Toepasselijke wettelijke voorschriften
De beslissing is gegrond op de artikelen 14a, 14b, 14c, 36f en 141 van het Wetboek van Strafrecht, zoals deze ten tijde van het bewezenverklaarde rechtens golden dan wel ten tijde van het wijzen van dit arrest rechtens gelden.
BESLISSING
Het hof:
vernietigt het vonnis waarvan beroep ten aanzien van straf en de vordering van de benadeelde partij en doet in zoverre opnieuw recht;
veroordeelt de verdachte tot een
gevangenisstrafvoor de duur van
3 (drie) weken;
bepaalt dat de gevangenisstraf niet ten uitvoer zal worden gelegd, tenzij de rechter later anders mocht gelasten omdat de verdachte zich voor het einde van een proeftijd van
2 (twee) jarenaan een strafbaar feit heeft schuldig gemaakt;

Vordering van de benadeelde partij [slachtoffer 1]

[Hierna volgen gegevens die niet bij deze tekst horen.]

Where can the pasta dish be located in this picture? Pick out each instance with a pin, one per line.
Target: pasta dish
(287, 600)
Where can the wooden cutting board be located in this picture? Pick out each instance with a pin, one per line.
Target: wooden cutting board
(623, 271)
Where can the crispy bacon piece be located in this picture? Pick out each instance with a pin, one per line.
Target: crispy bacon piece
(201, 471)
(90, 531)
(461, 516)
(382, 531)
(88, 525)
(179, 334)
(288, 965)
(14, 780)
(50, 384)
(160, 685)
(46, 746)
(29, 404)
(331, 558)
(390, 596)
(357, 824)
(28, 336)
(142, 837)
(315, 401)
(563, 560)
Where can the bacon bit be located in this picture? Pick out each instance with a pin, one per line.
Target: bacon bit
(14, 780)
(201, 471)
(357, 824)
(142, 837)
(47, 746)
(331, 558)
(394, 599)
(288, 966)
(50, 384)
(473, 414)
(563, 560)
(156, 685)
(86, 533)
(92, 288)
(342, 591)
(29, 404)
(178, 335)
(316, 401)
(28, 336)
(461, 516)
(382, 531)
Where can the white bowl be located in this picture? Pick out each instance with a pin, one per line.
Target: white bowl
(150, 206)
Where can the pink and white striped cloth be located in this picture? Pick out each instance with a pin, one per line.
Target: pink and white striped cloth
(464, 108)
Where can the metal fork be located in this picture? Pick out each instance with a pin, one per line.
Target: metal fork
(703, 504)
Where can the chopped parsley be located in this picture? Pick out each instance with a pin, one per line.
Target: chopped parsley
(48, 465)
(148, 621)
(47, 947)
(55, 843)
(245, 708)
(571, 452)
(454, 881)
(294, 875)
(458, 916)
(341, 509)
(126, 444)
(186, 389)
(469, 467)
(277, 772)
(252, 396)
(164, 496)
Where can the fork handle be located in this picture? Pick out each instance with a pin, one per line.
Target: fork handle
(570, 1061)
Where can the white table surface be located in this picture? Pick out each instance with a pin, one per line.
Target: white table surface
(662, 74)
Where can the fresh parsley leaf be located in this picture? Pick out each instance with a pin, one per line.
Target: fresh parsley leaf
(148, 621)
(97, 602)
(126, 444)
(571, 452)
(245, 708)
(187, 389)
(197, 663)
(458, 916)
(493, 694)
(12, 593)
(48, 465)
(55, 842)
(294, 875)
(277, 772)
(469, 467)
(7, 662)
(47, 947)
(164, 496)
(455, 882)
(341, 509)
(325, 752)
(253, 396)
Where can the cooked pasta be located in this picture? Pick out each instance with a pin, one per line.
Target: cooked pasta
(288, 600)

Wijst toe de vordering tot schadevergoeding van de benadeelde partij [slachtoffer 1] ter zake van het primair bewezenverklaarde tot het bedrag van
€ 5.406,00 (vijfduizend vierhonderdzes euro) bestaande uit € 1.906,00 (duizend negenhonderdzes euro) materiële schade en € 3.500,00 (drieduizend vijfhonderd euro) immateriële schade, waarvoor de verdachte met de mededader(s) hoofdelijk voor het gehele bedrag aansprakelijk is, vermeerderd met de wettelijke rente voor de immateriële schade vanaf 26 januari 2014 en de materiële schade vanaf 1 januari 2016 tot aan de dag der voldoening;
wijst de vordering van de benadeelde partij tot schadevergoeding voor het overige af;
veroordeelt de verdachte in de door de benadeelde partij gemaakte en ten behoeve van de tenuitvoerlegging nog te maken kosten, tot aan de datum van deze uitspraak begroot op nihil;
legt aan de verdachte de verplichting op om aan de Staat, ten behoeve van het slachtoffer, genaamd [slachtoffer 1] , ter zake van het primair bewezenverklaarde een bedrag te betalen van € 5.406,00 (vijfduizend vierhonderdzes euro) bestaande uit € 1.906,00 (duizend negenhonderdzes euro) materiële schade en € 3.500,00 (drieduizend vijfhonderd euro) immateriële schade, vermeerderd met de wettelijke rente vanaf de hiervoor genoemde aanvangsdata aan de dag der voldoening;
bepaalt de duur van de gijzeling op ten hoogste 62 (tweeënzestig) dagen. Toepassing van die gijzeling heft de verplichting tot schadevergoeding aan de Staat ten behoeve van het slachtoffer niet op;
bepaalt dat indien en voor zover de verdachte of zijn mededader(s) aan een van beide betalingsverplichtingen hebben voldaan, de andere vervalt;
bevestigt het vonnis waarvan beroep voor het overige.
Aldus gewezen door:
mr. A.J. Henzen, voorzitter,
mr. A.R. Hartmann en mr. E.E. van der Bijl, raadsheren,
in tegenwoordigheid van mr. M.B. Mobach, griffier,
en op 13 april 2022 ter openbare terechtzitting uitgesproken.
Mr. E.E. van der Bijl is buiten staat dit arrest mede te ondertekenen.